WILMINGTON, Del, Nov 23 (Reuters) - Adult sexual abuse victims in New York will get an opportunity to sue over decades-old allegations beginning Thursday when a law revives a range of cases including ones against hospitals, Wall Street banks and former U.S. President Donald Trump.
New York's Adult Survivors Act creates a one-year period when victims can file lawsuits that otherwise would have been barred because the case was too old.
Former Elle magazine columnist E. Jean Carroll is expected to sue Trump under the new law over an alleged rape 27 years ago in a Manhattan Bergdorf Goodman department store dressing room, according to a court filing.
Trump has denied raping Carroll or knowing her at the time, and said she was "not my type."
The law will revive claims against perpetrators and companies for workplace abuse in the 1980s and 1990s, when employers were more tolerant of misconduct, said Doug Wigdor, an attorney who specializes in sexual harassment claims.
"A lot of people didn't come forward, because maybe women were worried about their careers and the stigma associated with coming forward," said Wigdor, who will begin filing cases next week. "And now the landscape has changed significantly."
Many states have expanded or temporarily lifted statutes of limitations on abuse claims in wake of the #MeToo movement and sexual misconduct scandals like that involving USA Gymnastics.
One person who will not be sued is Harvey Weinstein, a former film producer serving a 23-year sentence for sex crimes in New York and the face of the #MeToo movement, because claims over his abuse were settled last year.
New York Governor Kathy Hochul signed the law in May.
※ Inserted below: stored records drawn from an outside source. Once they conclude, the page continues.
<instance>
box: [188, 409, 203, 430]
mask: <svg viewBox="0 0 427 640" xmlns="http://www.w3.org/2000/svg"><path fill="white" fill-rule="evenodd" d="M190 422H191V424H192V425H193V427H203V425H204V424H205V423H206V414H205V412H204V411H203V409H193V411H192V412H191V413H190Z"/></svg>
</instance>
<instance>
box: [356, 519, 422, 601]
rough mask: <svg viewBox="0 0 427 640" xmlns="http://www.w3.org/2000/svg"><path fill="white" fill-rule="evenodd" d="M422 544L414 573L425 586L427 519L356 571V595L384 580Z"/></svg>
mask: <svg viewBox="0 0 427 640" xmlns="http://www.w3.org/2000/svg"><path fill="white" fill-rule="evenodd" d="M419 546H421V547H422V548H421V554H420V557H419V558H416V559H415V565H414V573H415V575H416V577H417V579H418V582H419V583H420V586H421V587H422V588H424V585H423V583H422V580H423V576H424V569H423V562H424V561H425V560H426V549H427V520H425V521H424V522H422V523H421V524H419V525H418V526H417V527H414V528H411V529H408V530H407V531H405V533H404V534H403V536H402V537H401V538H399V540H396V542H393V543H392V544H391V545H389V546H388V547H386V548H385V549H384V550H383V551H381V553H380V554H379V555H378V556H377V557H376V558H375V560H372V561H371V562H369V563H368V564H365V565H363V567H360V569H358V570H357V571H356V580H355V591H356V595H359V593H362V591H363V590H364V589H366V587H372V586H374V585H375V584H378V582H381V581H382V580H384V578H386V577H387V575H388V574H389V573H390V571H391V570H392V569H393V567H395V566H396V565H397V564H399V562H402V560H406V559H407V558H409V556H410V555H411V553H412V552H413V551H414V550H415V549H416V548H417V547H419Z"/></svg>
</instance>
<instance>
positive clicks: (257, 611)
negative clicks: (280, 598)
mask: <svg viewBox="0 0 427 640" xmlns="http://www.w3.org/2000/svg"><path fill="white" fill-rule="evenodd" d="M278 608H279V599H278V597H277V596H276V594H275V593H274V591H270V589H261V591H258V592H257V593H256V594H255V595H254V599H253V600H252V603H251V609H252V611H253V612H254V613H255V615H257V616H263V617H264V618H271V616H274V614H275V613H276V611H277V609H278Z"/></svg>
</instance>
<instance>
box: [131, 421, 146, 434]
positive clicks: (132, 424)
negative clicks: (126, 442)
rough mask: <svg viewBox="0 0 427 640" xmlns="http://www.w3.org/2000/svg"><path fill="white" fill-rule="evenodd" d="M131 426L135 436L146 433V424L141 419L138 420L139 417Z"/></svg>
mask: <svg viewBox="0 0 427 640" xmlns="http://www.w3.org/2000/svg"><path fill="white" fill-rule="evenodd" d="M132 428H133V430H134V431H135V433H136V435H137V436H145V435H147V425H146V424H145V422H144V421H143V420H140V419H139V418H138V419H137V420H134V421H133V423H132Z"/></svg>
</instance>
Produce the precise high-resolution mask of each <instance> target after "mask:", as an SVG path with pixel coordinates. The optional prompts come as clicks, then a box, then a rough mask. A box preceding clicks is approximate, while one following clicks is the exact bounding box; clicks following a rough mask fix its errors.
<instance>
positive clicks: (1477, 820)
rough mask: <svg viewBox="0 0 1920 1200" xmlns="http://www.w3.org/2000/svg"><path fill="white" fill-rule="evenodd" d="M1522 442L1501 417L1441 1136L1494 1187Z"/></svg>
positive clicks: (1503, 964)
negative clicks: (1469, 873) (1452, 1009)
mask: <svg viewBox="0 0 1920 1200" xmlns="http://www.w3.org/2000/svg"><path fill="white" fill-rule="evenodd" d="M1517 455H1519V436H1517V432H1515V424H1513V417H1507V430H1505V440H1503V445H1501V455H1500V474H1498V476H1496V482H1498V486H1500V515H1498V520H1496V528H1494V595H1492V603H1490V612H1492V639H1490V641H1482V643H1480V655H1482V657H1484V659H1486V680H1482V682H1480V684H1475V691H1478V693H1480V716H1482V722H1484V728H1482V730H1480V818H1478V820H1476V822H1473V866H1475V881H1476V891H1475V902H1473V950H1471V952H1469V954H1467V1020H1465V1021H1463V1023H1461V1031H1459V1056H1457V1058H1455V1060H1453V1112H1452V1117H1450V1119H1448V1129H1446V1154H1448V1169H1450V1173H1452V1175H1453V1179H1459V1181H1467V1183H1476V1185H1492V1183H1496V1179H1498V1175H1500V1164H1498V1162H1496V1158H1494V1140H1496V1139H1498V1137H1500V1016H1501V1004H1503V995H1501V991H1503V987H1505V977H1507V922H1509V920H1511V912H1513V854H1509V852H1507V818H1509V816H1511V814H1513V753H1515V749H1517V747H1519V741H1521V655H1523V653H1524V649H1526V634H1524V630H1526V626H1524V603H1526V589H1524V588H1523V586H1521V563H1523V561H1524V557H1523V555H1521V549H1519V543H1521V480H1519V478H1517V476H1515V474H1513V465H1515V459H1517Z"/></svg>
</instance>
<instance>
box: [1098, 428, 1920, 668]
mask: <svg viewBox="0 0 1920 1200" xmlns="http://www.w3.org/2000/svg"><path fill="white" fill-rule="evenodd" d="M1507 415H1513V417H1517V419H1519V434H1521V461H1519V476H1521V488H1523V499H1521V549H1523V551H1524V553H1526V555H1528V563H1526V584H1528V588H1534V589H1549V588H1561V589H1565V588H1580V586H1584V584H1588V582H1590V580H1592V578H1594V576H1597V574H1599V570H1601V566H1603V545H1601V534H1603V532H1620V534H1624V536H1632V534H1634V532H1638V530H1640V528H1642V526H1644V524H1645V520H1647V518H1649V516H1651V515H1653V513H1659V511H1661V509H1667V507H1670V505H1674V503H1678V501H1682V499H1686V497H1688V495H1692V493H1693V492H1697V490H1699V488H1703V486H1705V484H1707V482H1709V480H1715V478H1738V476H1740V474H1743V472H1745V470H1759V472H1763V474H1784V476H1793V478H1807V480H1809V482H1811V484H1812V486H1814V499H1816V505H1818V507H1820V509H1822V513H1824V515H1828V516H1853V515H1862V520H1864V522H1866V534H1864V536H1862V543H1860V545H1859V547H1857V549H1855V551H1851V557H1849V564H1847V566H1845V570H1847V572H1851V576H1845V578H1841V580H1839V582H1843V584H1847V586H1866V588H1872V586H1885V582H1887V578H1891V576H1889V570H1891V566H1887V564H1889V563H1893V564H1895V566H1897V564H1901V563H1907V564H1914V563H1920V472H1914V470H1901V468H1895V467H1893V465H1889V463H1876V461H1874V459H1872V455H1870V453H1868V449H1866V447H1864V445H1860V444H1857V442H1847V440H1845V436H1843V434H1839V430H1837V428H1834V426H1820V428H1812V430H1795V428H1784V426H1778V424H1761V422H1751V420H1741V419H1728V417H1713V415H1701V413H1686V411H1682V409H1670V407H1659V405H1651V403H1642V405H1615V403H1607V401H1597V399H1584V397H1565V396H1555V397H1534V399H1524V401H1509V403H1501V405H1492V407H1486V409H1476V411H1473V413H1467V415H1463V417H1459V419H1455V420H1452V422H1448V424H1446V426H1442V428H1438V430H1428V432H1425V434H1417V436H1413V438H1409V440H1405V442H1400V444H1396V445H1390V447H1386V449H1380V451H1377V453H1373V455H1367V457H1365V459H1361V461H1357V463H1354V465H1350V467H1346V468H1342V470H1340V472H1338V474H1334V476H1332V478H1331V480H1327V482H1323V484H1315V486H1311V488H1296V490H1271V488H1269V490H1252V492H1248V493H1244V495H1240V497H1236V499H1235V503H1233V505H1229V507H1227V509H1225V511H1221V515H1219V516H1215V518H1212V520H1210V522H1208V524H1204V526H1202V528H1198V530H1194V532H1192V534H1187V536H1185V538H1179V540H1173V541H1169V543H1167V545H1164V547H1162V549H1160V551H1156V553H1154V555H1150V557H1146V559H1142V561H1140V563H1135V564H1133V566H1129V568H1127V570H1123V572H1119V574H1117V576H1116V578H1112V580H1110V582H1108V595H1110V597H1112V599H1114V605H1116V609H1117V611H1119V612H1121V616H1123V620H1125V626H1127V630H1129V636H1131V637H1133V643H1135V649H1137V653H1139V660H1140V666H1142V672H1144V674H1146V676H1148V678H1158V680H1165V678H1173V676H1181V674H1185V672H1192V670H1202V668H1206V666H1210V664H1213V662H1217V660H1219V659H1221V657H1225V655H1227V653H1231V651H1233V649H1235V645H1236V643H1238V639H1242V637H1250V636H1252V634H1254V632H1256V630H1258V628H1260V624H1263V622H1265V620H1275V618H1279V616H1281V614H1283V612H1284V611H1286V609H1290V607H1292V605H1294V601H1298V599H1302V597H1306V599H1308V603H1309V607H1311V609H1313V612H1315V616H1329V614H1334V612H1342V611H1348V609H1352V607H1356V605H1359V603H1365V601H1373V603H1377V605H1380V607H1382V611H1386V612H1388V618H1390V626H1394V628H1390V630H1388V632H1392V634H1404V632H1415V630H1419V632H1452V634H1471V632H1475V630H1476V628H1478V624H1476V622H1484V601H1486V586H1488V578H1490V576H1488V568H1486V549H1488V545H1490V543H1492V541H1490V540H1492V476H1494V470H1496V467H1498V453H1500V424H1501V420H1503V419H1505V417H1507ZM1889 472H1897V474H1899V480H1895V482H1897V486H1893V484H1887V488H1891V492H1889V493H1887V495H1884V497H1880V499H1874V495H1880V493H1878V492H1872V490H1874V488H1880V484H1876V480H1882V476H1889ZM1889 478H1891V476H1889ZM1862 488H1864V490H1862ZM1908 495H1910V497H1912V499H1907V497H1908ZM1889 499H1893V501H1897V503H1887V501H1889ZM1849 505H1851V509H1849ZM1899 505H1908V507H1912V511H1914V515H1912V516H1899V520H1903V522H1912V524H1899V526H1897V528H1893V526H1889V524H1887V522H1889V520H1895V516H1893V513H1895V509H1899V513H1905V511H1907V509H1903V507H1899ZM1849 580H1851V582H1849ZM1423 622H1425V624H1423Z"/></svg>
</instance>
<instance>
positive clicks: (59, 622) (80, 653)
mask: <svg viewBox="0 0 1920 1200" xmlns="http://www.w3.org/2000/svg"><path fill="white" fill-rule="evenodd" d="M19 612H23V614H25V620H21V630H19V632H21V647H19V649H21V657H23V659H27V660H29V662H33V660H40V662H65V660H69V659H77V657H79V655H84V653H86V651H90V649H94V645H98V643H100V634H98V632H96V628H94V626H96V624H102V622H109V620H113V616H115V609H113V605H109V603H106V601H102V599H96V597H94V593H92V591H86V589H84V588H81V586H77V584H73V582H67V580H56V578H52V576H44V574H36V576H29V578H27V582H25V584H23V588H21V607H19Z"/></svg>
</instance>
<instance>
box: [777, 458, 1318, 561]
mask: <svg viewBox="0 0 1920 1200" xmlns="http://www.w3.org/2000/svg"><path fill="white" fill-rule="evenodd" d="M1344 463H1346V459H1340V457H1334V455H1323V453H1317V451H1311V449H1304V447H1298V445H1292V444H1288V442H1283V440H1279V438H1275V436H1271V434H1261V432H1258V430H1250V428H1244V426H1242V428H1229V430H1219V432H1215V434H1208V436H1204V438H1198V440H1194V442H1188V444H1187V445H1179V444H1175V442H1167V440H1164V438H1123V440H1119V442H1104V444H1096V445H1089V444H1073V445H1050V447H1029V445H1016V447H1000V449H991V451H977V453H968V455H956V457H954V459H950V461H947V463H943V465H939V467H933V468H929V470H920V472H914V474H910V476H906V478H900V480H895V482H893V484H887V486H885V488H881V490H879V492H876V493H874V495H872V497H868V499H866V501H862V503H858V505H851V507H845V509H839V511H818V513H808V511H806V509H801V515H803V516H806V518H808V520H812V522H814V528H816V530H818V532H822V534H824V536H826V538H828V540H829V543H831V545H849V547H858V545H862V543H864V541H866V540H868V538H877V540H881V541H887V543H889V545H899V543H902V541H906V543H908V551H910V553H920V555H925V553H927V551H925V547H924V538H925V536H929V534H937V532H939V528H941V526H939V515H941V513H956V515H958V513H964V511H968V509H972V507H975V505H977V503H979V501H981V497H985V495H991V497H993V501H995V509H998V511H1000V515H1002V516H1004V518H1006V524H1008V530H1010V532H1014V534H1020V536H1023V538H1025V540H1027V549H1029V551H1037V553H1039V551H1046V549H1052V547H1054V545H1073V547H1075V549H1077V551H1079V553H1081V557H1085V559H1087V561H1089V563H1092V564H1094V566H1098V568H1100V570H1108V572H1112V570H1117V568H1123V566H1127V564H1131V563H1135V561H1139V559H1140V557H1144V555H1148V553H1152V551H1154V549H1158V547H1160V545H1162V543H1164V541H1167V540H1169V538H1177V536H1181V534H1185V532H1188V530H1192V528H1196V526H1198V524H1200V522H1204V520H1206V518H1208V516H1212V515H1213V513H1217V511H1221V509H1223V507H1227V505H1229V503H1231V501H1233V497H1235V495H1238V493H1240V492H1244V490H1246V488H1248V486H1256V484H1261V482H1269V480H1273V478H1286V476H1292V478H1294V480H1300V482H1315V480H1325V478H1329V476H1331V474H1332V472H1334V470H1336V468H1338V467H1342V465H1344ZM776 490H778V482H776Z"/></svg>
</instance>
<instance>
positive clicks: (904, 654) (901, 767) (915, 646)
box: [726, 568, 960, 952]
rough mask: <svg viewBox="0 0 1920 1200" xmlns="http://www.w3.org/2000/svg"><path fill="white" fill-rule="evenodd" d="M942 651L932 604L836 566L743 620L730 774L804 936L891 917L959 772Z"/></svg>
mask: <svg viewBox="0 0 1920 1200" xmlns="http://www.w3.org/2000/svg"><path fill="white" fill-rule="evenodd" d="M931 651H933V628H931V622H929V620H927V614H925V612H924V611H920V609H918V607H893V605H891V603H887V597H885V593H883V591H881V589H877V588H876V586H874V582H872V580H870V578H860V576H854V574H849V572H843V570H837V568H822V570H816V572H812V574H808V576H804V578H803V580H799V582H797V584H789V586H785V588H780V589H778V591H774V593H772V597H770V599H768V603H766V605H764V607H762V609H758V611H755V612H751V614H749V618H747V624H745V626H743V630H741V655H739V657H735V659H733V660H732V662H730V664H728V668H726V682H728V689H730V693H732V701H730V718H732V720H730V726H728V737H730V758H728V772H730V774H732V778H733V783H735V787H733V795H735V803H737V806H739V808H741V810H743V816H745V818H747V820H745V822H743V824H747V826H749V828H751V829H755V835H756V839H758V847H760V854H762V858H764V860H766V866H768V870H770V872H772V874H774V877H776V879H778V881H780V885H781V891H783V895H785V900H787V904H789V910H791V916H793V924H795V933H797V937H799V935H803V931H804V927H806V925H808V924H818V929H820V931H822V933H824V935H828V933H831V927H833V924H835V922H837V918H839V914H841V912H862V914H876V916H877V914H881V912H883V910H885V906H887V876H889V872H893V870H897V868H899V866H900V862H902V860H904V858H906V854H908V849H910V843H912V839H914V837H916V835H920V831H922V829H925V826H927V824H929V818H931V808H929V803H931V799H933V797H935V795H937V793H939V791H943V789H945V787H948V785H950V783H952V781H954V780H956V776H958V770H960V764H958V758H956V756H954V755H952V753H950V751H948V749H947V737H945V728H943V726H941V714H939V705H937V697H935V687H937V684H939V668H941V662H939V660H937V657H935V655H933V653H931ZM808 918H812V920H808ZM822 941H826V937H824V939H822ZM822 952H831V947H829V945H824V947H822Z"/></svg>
It was modeled on the state's Child Victims Act that revived old claims over child sex abuse and led to thousands of lawsuits against schools, churches and youth organizations.
The number of adult cases is likely to be lower than cases involving children, said Jeff Herman, an attorney who represents victims of sexual abuse.
One challenge for adult abuse cases is determining consent, said Herman. "With adults, it really is a 'he said, she said'."
Herman said he will file a class action on behalf of victims of abuse by Robert Hadden, a former gynecologist at hospitals affiliated with New York-Presbyterian and Columbia University.
The hospital group already reached a $165 million settlement with nearly 150 patients in October and settled with a separate group of 79 women for $71.5 million in December.
Hadden pleaded guilty in 2016 to two New York state charges of a criminal sex act in the third degree and forcible touching and is now awaiting trial in federal court.
New York-Presbyterian declined to comment. An attorney for Hadden did not immediately respond to a request for comment.